Lockdown – the confining of prisoners to their cells, typically in order to regain control during a riot. A state of isolation or restricted access as a security measure.


There it is. That’s what a lockdown is. It most definitely was a surprise to me. I never expected to experience a whole UK lockdown in my life. But I, as has every person, am experiencing it now.


It’s scary. It’s practical. It’s efficient. It’s annoying. It’s helpful. It’s deliberating. But here we are; all in the middle of it.


When I first begun realising the seriousness of it was when my mum announced that she was going to be self-isolating for the next 12 weeks. I thought that she was assuming that the future was going to be a little bit hellish but hoped that she was just overinflating the situation. She wasn’t, by any means.


So now, I am writing in the middle of isolation. Now everyone in the UK is experiencing this unprecedented time. Except that I don’t feel that I am experiencing this isolation quite like the average person. For example, since my stroke and traumatic brain injury 6 years ago, I haven’t worked, which means that I have got used to that.
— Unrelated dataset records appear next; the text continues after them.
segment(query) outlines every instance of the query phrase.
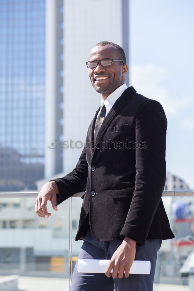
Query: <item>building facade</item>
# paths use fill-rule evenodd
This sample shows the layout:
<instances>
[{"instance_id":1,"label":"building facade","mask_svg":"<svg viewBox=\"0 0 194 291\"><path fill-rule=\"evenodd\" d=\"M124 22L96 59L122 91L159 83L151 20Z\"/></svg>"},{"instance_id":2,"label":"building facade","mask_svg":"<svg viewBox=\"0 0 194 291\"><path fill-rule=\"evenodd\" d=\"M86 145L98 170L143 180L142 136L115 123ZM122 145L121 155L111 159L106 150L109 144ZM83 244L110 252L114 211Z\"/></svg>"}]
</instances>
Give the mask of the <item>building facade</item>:
<instances>
[{"instance_id":1,"label":"building facade","mask_svg":"<svg viewBox=\"0 0 194 291\"><path fill-rule=\"evenodd\" d=\"M0 191L44 176L44 0L0 1Z\"/></svg>"}]
</instances>

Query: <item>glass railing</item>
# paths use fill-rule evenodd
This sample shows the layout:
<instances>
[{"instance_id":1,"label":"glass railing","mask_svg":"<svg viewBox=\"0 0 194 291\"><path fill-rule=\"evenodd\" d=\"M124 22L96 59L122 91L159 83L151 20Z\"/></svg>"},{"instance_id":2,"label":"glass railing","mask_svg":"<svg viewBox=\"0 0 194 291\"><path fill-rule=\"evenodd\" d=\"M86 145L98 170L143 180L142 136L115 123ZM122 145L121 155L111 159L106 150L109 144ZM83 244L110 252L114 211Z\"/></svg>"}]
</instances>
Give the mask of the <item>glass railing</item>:
<instances>
[{"instance_id":1,"label":"glass railing","mask_svg":"<svg viewBox=\"0 0 194 291\"><path fill-rule=\"evenodd\" d=\"M73 239L82 201L75 197L83 193L60 204L58 211L49 201L52 216L45 219L34 212L38 194L0 193L0 290L6 285L5 290L13 291L17 284L26 291L69 288L82 244ZM194 254L194 191L165 192L163 196L175 238L163 242L154 290L188 291L193 278L186 260Z\"/></svg>"}]
</instances>

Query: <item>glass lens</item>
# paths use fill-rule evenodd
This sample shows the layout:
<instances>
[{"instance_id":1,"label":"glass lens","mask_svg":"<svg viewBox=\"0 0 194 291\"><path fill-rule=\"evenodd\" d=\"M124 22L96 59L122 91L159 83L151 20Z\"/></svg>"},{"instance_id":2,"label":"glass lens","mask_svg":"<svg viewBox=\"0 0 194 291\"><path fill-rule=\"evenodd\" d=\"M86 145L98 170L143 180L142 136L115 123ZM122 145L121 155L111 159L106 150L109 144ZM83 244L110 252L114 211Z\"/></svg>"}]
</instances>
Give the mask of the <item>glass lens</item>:
<instances>
[{"instance_id":1,"label":"glass lens","mask_svg":"<svg viewBox=\"0 0 194 291\"><path fill-rule=\"evenodd\" d=\"M102 60L100 62L102 66L110 66L112 63L112 60L109 58Z\"/></svg>"},{"instance_id":2,"label":"glass lens","mask_svg":"<svg viewBox=\"0 0 194 291\"><path fill-rule=\"evenodd\" d=\"M98 62L96 61L91 61L87 63L87 67L88 68L94 68L97 65Z\"/></svg>"}]
</instances>

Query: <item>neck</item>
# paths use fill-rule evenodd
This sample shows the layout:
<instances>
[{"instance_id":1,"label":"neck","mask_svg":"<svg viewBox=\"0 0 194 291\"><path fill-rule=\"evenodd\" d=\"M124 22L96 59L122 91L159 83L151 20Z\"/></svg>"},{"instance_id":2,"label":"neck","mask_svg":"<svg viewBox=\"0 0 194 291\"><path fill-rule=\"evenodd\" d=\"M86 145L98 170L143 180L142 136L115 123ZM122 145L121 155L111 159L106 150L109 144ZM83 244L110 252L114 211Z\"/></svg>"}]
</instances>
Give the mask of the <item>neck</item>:
<instances>
[{"instance_id":1,"label":"neck","mask_svg":"<svg viewBox=\"0 0 194 291\"><path fill-rule=\"evenodd\" d=\"M113 92L114 92L114 91L115 91L115 90L116 90L116 89L117 89L118 88L119 88L119 87L121 87L121 86L122 85L123 85L123 84L125 84L125 80L124 80L121 83L121 84L120 84L119 86L118 86L116 88L115 88L115 89L114 89L114 90L112 90L112 91L109 91L108 92L107 92L106 93L104 93L101 94L100 95L103 101L105 101L106 98L107 97L108 97L108 96L109 96L109 95L110 95L110 94L111 94Z\"/></svg>"}]
</instances>

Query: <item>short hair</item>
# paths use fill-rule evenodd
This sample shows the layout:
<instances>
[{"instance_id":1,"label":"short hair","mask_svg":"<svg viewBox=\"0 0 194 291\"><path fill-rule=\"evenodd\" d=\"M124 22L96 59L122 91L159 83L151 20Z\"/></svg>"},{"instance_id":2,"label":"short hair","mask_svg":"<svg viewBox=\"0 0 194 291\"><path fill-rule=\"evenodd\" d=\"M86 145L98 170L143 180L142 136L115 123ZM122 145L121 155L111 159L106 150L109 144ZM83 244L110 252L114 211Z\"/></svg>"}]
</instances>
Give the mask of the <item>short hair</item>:
<instances>
[{"instance_id":1,"label":"short hair","mask_svg":"<svg viewBox=\"0 0 194 291\"><path fill-rule=\"evenodd\" d=\"M125 65L126 64L126 57L123 49L118 45L110 41L100 41L95 46L95 47L103 47L105 45L112 45L117 49L118 52L118 56L121 60L122 60Z\"/></svg>"}]
</instances>

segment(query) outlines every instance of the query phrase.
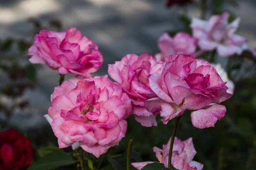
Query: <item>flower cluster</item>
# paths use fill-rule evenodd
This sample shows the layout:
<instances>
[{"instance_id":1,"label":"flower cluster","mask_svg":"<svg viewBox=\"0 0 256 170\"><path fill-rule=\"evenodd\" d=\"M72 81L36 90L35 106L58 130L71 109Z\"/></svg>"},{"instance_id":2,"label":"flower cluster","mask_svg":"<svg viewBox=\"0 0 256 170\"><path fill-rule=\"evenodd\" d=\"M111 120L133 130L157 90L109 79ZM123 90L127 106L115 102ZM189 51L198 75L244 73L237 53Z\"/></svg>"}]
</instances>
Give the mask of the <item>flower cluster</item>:
<instances>
[{"instance_id":1,"label":"flower cluster","mask_svg":"<svg viewBox=\"0 0 256 170\"><path fill-rule=\"evenodd\" d=\"M145 105L152 113L160 112L164 124L186 109L192 111L192 123L200 128L213 126L224 116L225 106L210 105L225 100L231 94L209 62L188 55L173 55L166 57L162 70L149 78L158 97L147 100Z\"/></svg>"},{"instance_id":2,"label":"flower cluster","mask_svg":"<svg viewBox=\"0 0 256 170\"><path fill-rule=\"evenodd\" d=\"M148 78L153 74L160 73L163 63L157 62L154 57L144 53L140 56L128 54L120 62L108 65L110 76L131 99L131 113L144 126L157 125L156 115L146 110L144 102L157 96L149 87Z\"/></svg>"},{"instance_id":3,"label":"flower cluster","mask_svg":"<svg viewBox=\"0 0 256 170\"><path fill-rule=\"evenodd\" d=\"M184 32L173 38L163 34L158 41L161 51L155 57L146 53L129 54L109 64L108 73L115 82L107 76L90 74L101 66L103 57L97 45L79 30L43 30L36 35L29 51L31 62L46 64L62 76L68 73L76 75L55 88L45 115L59 147L81 147L99 157L125 136L125 119L131 115L143 126L151 127L157 125L158 114L166 124L188 110L195 127L214 126L226 112L225 107L217 103L231 95L234 85L219 65L194 56L215 49L222 56L241 52L246 40L233 34L239 20L228 24L227 17L226 13L212 17L209 23L194 19L193 36ZM208 48L204 46L207 43ZM198 45L201 48L199 52ZM223 48L224 45L229 48ZM234 45L238 48L231 52L229 50ZM169 166L171 141L163 145L163 150L153 148L166 167ZM171 155L174 167L201 170L203 165L192 160L196 153L192 138L182 141L175 137ZM140 170L151 162L132 165Z\"/></svg>"},{"instance_id":4,"label":"flower cluster","mask_svg":"<svg viewBox=\"0 0 256 170\"><path fill-rule=\"evenodd\" d=\"M168 167L169 148L171 139L172 137L170 138L167 144L163 145L163 149L156 147L153 148L153 151L155 153L159 162L163 164L166 167ZM196 153L192 142L192 138L182 141L175 137L173 144L172 164L175 168L180 170L201 170L204 165L192 160ZM140 170L146 165L152 163L154 162L134 162L131 164L138 170Z\"/></svg>"},{"instance_id":5,"label":"flower cluster","mask_svg":"<svg viewBox=\"0 0 256 170\"><path fill-rule=\"evenodd\" d=\"M216 50L222 57L241 54L246 38L234 34L240 23L237 18L232 23L228 22L229 14L214 15L209 21L193 18L191 24L193 35L198 40L198 45L204 51Z\"/></svg>"},{"instance_id":6,"label":"flower cluster","mask_svg":"<svg viewBox=\"0 0 256 170\"><path fill-rule=\"evenodd\" d=\"M84 76L90 76L103 61L98 46L74 28L61 32L41 31L35 36L28 55L32 63L47 64L60 74Z\"/></svg>"},{"instance_id":7,"label":"flower cluster","mask_svg":"<svg viewBox=\"0 0 256 170\"><path fill-rule=\"evenodd\" d=\"M75 144L98 157L125 136L127 123L122 118L131 101L106 77L65 82L55 88L52 100L48 114L60 148L78 142Z\"/></svg>"},{"instance_id":8,"label":"flower cluster","mask_svg":"<svg viewBox=\"0 0 256 170\"><path fill-rule=\"evenodd\" d=\"M204 51L213 50L216 50L223 57L240 54L247 45L247 39L234 34L239 26L240 18L228 23L229 16L224 12L211 17L209 21L193 18L190 24L192 36L180 32L172 38L167 33L164 33L158 40L161 53L156 57L163 60L168 55L180 54L197 57ZM200 50L196 51L198 46Z\"/></svg>"}]
</instances>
Secondly, for me taking a walk outside would have taken a lot of thought. I wouldn’t have just popped outside. I would have to think how far I was going, whether the journey was safe, whether I'd be tired mid journey and whether it was basically beneficial to me. So, in fact, I am pretty happy that I ‘have’ to be at home.


One of the things that I am missing the most out of the lockdown is doing some much needed exercise. That’s where the LEGS group comes in. I joined this wonderful group in September a year ago and have loved it ever since. So, I was very relieved when they told us that due to the coronavirus epidemic, they would aim to continue doing our classes over the internet. This was a huge relief for me as I do the LEGS group twice a week, an hour and a half both days. To stop this planned exercise would have made such a difference in ability to my getting back to fitness level prior to my traumatic brain injury /stroke.


So now I am a regular Zoom user. I, and most of the attendees of the class, had never used this app before, but it was simple and easy to use, and it makes each attendee feel like it’s a ‘class’ where our attendance is noticed. It makes such a difference seeing the smiling faces of the super people that I have been doing this weekly exercise group with. And seeing our lovely leaders of the group, Sarah and Lisa, trying to get us doing our best and the most helpful workout. Annys, the founder of the charity, and Victoria, the Head of Operations are of course always in the class too, which makes you feel that they know how good it is for you.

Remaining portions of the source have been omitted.